(a) How can a woman be given as security for a debt?
(b) What if she refuses?
(c) and what if the debt cannot be paid/ what happens to the security (woman) ?
david illfeld, netanya,israel
(a) Rashi 27a DH Hurhenah explains that at that time the secular law was that one could take a person as a collateral for a loan. It appears from Rashi that according to Torah law one may not do such a thing. Possibly the reason for this is that when the woman is handed over as a security, this effectively means making her into a slave, for which one needs a proper transaction (even if she was handed over to Jews), which does not occur when she is simply handed over as a security.
(b) It seems to me that the woman can refuse to be used as a security, since it is evident from the Gemara that there is genuine possibility that she might be raped by her Nochri captors. (In fact, it is not clear how she would be allowed to consent to being handed over.)
(The Rashi cited above writes that she was handed over "mi'Da'as" - voluntarily.

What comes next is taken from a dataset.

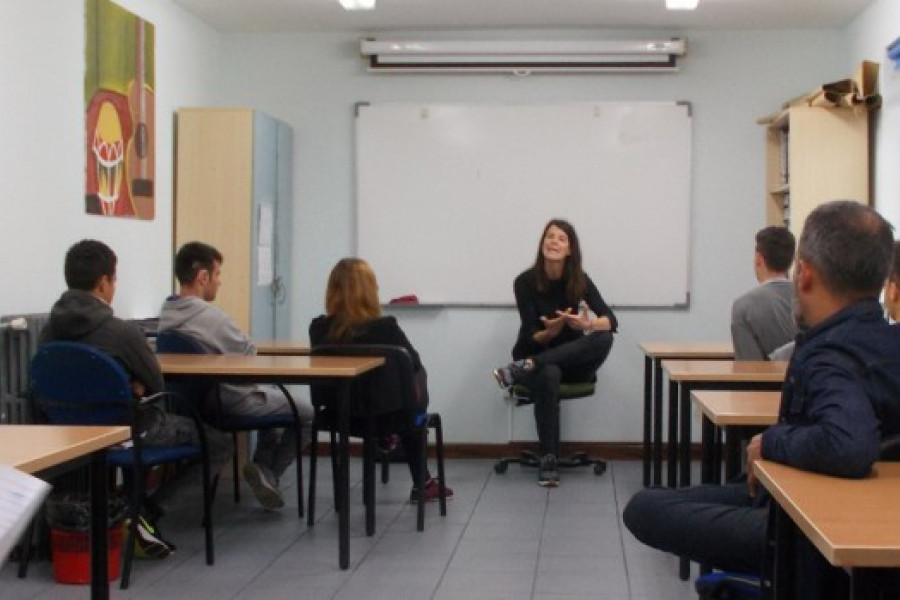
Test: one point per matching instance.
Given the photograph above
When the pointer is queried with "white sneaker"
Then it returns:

This would seem to imply that she can refuse, as I wrote above. However one could say that Rashi means she was handed over with the will of the people who took the loan -- but she herself did not necessarily agree. Nevertheless, I still maintain that she can refuse for the above reason.)

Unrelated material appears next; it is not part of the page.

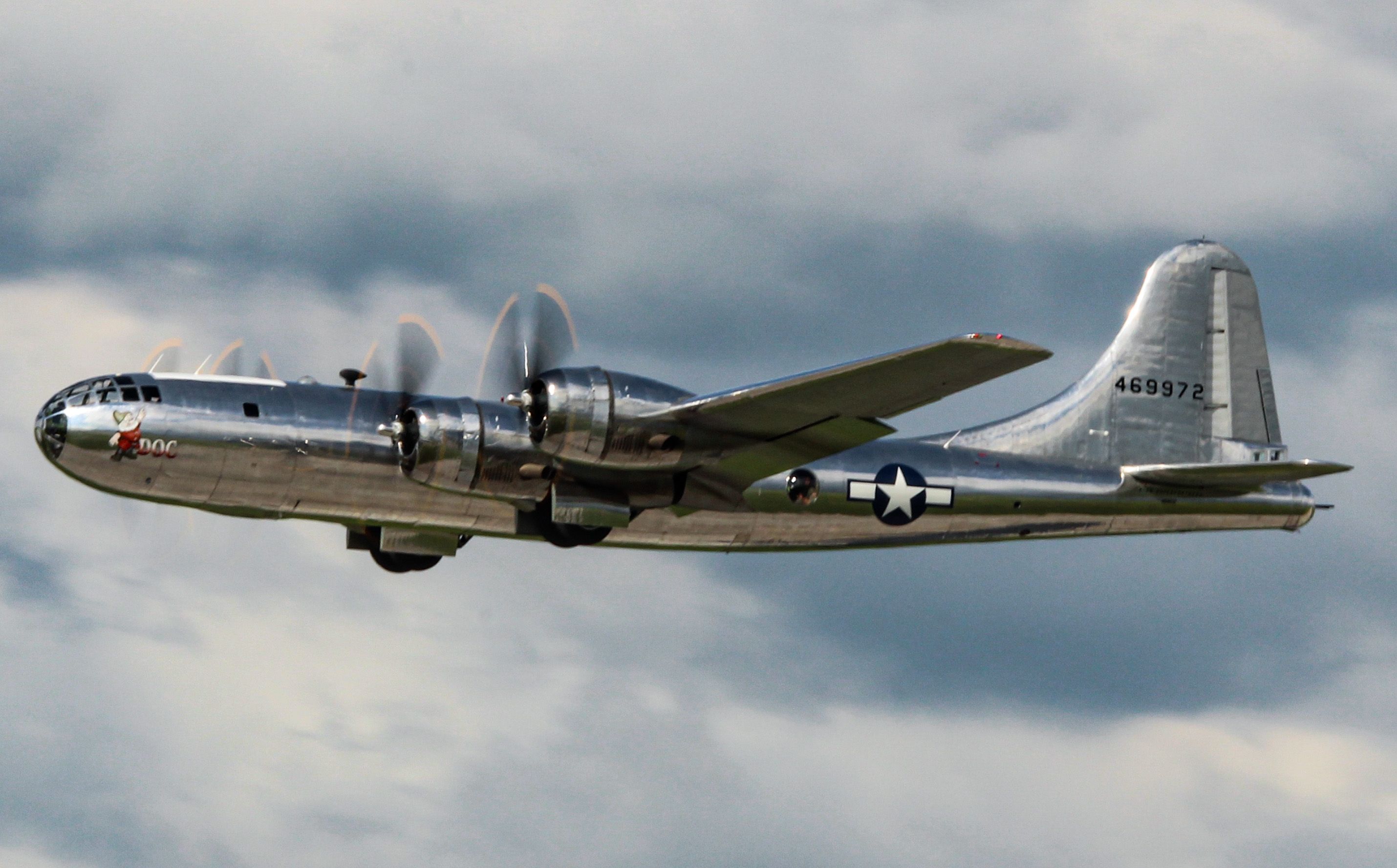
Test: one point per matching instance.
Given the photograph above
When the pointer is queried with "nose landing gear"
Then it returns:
(371, 539)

(c) The above-mentioned Rashi states that if the time of the loan arrives and the debt has not been paid up, the woman belongs to the Ovdei Kochavim. Rashba states even more emphatically that she belongs "entirely" to them. I think that this is another good reason to assume that one needs the woman's consent before one can make her into a security, as I wrote above. Presumably, the woman agreed to be made into a security because she was confident that the debt would be paid on time. It is likely that public pressure was also involved, because the public wanted to receive the loan from the Nochrim.
KOL TUV
Dovid Bloom
Upon reviewing the Sugya, it seems clear to me that the people in Ashkelon who handed over the woman committed a transgression in doing so. A couple of source can be cited to prove this.
1. The Mishnah Terumos 8:12 states that one is not allowed to hand over a Jewish woman to the Nochrim because they may defile her.
2. Even if one might say that there is no proof from the above Mishnah in which the Nochrim were threatening explicitly to defile her, nevertheless proof can be brought from the Mishnah Avodah Zarah 22a, in which we find that a woman is forbidden to be alone with Nochrim because they are suspect of immoral behavior.
This leads us to the conclusion that a woman may not be handed to Nochrim as a security for a debt, and that she certainly may refuse. In the case in the Gemara, the people who handed her over went against the Halachah.